- DVD cover
- Directed by: Rachel Gordon; Virginia Perfili;
- Written by: Steve Tymon
- Produced by: Jimmy Lifton
- Starring: Billy Drago; David Naughton; Monique Parent; Mark Ruffalo;
- Cinematography: Nils Erickson
- Edited by: Paulette Renee Victor
- Music by: Jimmy Lifton; Marc Mann; Peter Waldman;
- Production company: Miranda Entertainment
- Release date: March 5, 1995;
- Running time: 91 minutes
- Country: United States
- Language: English

= Mirror, Mirror III: The Voyeur =

Mirror, Mirror III: The Voyeur is a 1995 American erotic horror film directed by Rachel Gordon and Virginia Perfili, and starring Billy Drago, David Naughton, Monique Parent, and Mark Ruffalo.

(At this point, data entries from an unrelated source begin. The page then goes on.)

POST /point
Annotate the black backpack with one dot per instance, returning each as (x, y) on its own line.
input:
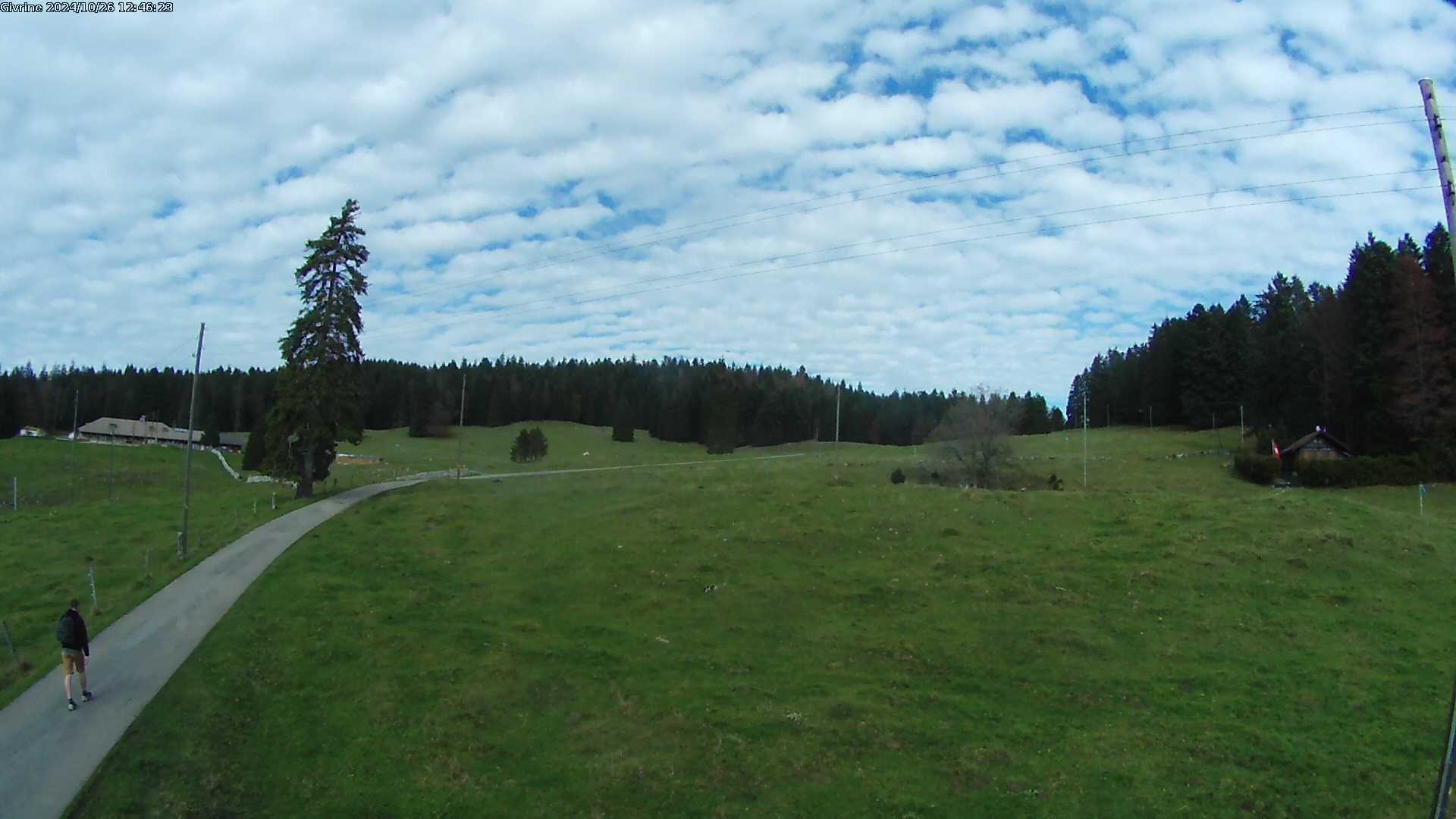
(66, 630)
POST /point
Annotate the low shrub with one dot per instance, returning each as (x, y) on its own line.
(1391, 471)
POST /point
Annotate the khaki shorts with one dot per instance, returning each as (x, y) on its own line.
(72, 664)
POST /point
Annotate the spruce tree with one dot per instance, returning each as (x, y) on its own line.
(255, 452)
(622, 422)
(212, 431)
(319, 397)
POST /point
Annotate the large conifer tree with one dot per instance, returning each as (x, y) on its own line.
(319, 397)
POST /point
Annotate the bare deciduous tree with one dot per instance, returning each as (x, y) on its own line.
(971, 442)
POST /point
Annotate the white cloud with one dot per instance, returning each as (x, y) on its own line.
(165, 172)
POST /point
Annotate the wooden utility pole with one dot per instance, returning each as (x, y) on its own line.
(460, 445)
(1084, 436)
(187, 471)
(1443, 161)
(71, 466)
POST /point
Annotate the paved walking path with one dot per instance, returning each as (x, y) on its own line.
(47, 754)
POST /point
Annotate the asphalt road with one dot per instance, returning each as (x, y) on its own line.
(47, 752)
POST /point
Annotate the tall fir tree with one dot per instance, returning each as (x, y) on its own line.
(319, 395)
(622, 428)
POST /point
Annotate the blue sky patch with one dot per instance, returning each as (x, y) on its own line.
(166, 209)
(286, 174)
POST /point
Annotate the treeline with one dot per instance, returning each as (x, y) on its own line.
(676, 400)
(1370, 360)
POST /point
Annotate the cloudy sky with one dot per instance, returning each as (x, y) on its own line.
(894, 193)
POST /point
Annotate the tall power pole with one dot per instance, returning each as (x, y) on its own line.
(1443, 161)
(191, 417)
(71, 466)
(460, 447)
(1084, 436)
(836, 419)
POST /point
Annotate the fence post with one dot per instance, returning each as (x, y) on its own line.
(9, 643)
(91, 575)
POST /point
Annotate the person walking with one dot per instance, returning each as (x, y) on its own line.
(74, 649)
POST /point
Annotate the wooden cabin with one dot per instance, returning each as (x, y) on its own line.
(1318, 445)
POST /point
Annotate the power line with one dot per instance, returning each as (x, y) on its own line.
(762, 215)
(514, 309)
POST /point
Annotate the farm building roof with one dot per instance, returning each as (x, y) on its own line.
(126, 428)
(1310, 438)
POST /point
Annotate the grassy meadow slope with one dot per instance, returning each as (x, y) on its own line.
(801, 637)
(67, 515)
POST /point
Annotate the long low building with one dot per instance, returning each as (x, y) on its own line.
(137, 431)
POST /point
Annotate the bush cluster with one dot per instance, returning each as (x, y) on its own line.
(1394, 471)
(530, 445)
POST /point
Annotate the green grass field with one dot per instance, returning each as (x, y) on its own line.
(487, 450)
(67, 515)
(802, 639)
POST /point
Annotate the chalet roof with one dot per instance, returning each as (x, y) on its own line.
(127, 428)
(1318, 433)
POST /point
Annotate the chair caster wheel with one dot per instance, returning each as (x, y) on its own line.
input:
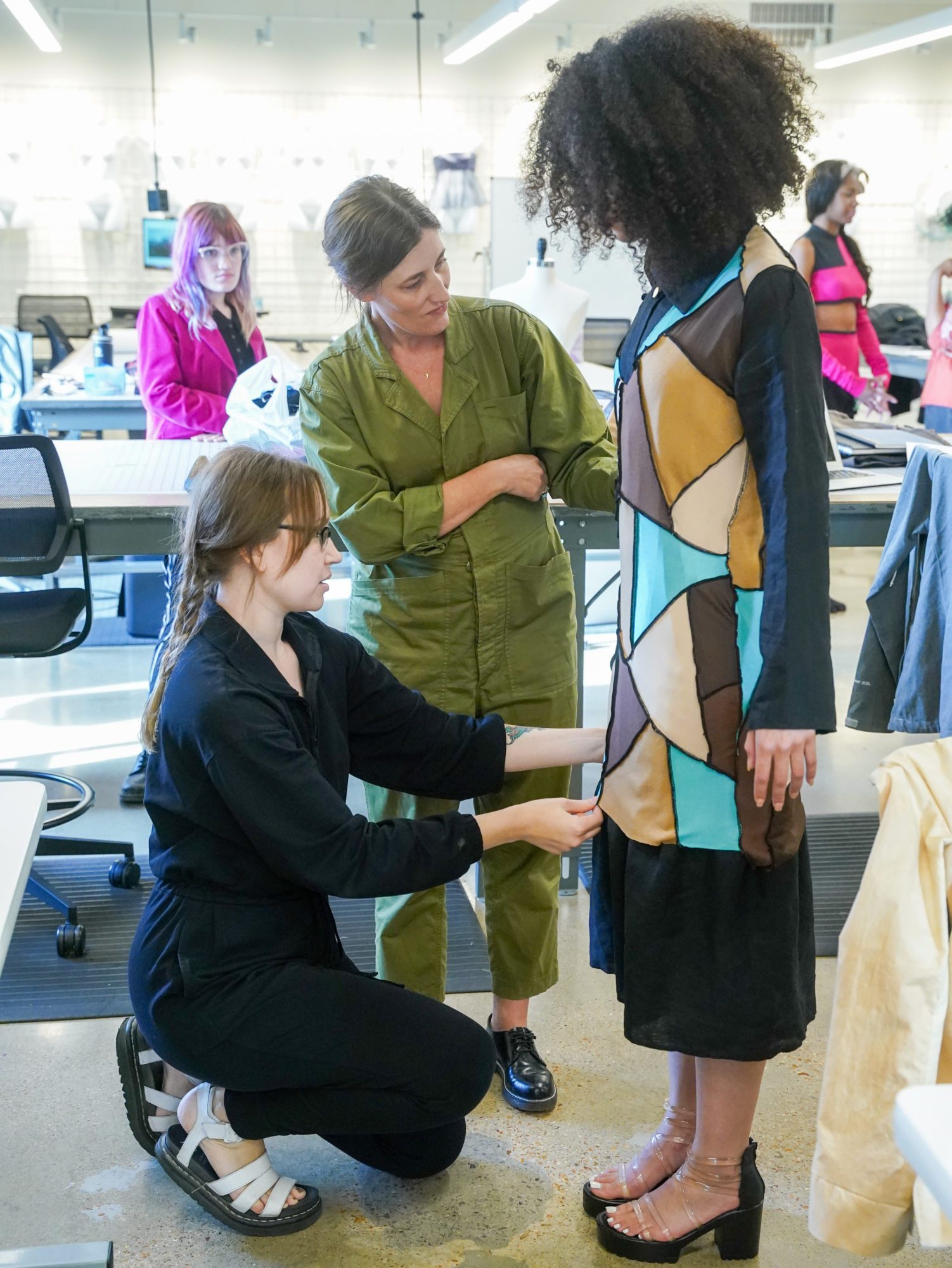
(70, 940)
(125, 874)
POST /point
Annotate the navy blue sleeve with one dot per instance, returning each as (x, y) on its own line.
(779, 391)
(401, 742)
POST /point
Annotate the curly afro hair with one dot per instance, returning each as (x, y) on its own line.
(683, 129)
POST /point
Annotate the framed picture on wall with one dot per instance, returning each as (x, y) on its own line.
(158, 243)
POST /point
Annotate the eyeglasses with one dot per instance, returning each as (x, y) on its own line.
(220, 254)
(323, 536)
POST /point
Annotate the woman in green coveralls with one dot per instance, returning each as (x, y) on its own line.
(438, 425)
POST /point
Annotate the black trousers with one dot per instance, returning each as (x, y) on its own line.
(385, 1075)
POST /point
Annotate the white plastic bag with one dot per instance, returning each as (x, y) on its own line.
(269, 425)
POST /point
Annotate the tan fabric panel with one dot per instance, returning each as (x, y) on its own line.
(746, 537)
(638, 796)
(662, 664)
(705, 510)
(674, 394)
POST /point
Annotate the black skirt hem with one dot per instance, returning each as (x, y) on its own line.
(690, 1048)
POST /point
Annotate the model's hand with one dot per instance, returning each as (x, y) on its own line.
(780, 759)
(558, 825)
(524, 476)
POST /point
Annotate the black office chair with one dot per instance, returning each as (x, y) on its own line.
(73, 315)
(60, 347)
(36, 528)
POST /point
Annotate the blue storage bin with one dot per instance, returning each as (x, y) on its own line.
(145, 600)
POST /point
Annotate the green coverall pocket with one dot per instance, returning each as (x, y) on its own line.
(541, 627)
(405, 623)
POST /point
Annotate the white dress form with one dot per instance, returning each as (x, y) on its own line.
(562, 307)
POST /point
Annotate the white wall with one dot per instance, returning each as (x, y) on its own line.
(269, 129)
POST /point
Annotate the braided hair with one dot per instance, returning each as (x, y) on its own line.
(239, 504)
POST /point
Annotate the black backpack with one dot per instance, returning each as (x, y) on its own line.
(899, 324)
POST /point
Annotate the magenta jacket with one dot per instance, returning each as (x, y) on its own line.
(184, 380)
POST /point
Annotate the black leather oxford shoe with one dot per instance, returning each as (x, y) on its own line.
(528, 1082)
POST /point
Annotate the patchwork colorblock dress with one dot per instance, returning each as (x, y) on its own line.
(702, 902)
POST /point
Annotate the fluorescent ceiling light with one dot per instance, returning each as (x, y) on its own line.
(37, 23)
(887, 40)
(490, 27)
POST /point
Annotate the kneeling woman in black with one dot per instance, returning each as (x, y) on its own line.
(238, 974)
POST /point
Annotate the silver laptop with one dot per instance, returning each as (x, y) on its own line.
(850, 477)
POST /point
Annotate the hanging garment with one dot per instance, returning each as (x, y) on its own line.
(904, 674)
(457, 196)
(892, 1025)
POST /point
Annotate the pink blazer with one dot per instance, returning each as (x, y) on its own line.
(184, 380)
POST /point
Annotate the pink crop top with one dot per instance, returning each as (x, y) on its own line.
(836, 280)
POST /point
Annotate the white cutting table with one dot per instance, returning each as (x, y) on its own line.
(22, 808)
(922, 1124)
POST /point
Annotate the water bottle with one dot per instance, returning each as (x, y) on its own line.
(103, 347)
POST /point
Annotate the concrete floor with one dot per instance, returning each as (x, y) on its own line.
(70, 1170)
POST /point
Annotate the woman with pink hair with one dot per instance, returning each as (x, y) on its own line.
(195, 340)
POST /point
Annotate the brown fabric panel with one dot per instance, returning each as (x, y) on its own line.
(713, 612)
(722, 723)
(711, 338)
(746, 537)
(691, 423)
(640, 480)
(628, 716)
(761, 252)
(768, 838)
(638, 794)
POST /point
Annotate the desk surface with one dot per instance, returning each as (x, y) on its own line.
(130, 474)
(122, 472)
(22, 810)
(922, 1123)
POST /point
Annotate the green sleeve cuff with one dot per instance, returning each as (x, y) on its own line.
(423, 517)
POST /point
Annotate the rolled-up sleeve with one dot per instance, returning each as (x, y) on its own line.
(377, 522)
(567, 428)
(401, 742)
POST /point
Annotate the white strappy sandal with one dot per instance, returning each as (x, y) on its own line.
(183, 1161)
(141, 1086)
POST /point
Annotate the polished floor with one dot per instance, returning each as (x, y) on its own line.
(72, 1172)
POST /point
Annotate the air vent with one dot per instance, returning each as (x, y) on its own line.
(795, 26)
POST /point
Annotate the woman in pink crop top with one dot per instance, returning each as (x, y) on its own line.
(840, 281)
(937, 390)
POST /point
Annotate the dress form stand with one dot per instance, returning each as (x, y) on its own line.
(562, 307)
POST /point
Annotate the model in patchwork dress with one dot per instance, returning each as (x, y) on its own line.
(679, 135)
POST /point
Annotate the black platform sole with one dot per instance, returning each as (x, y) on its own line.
(525, 1104)
(200, 1172)
(595, 1205)
(138, 1110)
(736, 1234)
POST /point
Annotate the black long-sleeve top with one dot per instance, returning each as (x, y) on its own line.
(247, 793)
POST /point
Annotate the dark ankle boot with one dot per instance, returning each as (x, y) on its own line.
(528, 1082)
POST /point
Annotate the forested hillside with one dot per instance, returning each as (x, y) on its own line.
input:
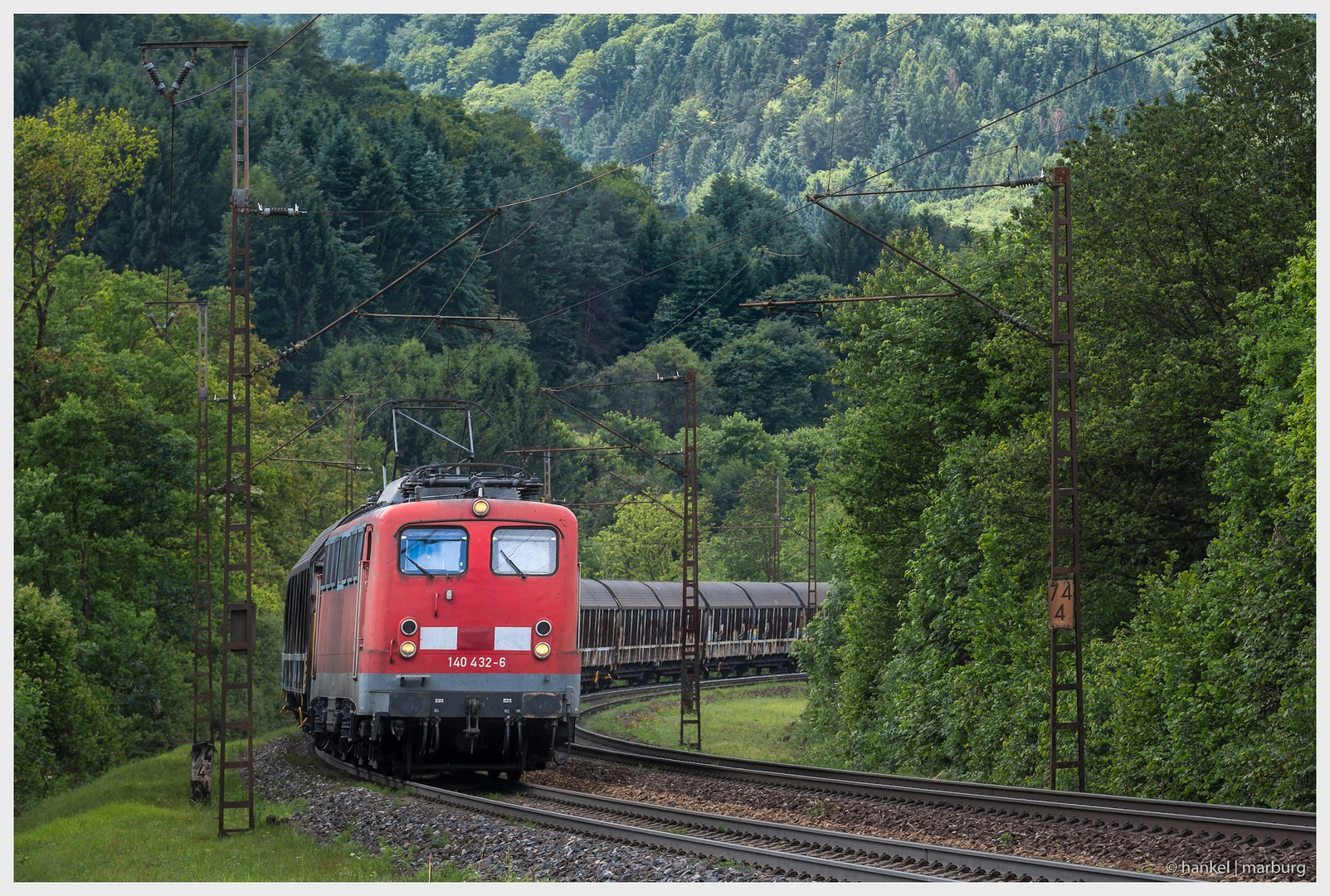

The film was released directly-to-video in 1995. Ruffalo, who appeared in the previous installment, Mirror, Mirror II: Raven Dance, appears in an unrelated role in the film.

==Cast==
- Billy Drago as Anthony
- David Naughton as Detective Kobeck
- Monique Parent as Cassandra
- Mark Ruffalo as Joey
- Richard Cansino as Julio
- Elizabeth Baldwin as Carolyn
- Rudolf Weber as Ramon

==Release==
Anchor Bay Entertainment released Mirror, Mirror III: The Voyeur on DVD on October 24, 2000. On March 9, 2004, Anchor Bay re-released the film on DVD as part of a four-film set featuring all of the films in the Mirror, Mirror series.

==Reception==
===Critical response===
TV Guide awarded the film one out of four stars, noting: "The only surprise to be had in Mirror, Mirror III is that it took two credited directors to pilot this melange of listless acting, perfunctory horror elements, lengthy but ineffective sex scenes, and amateurish action set pieces."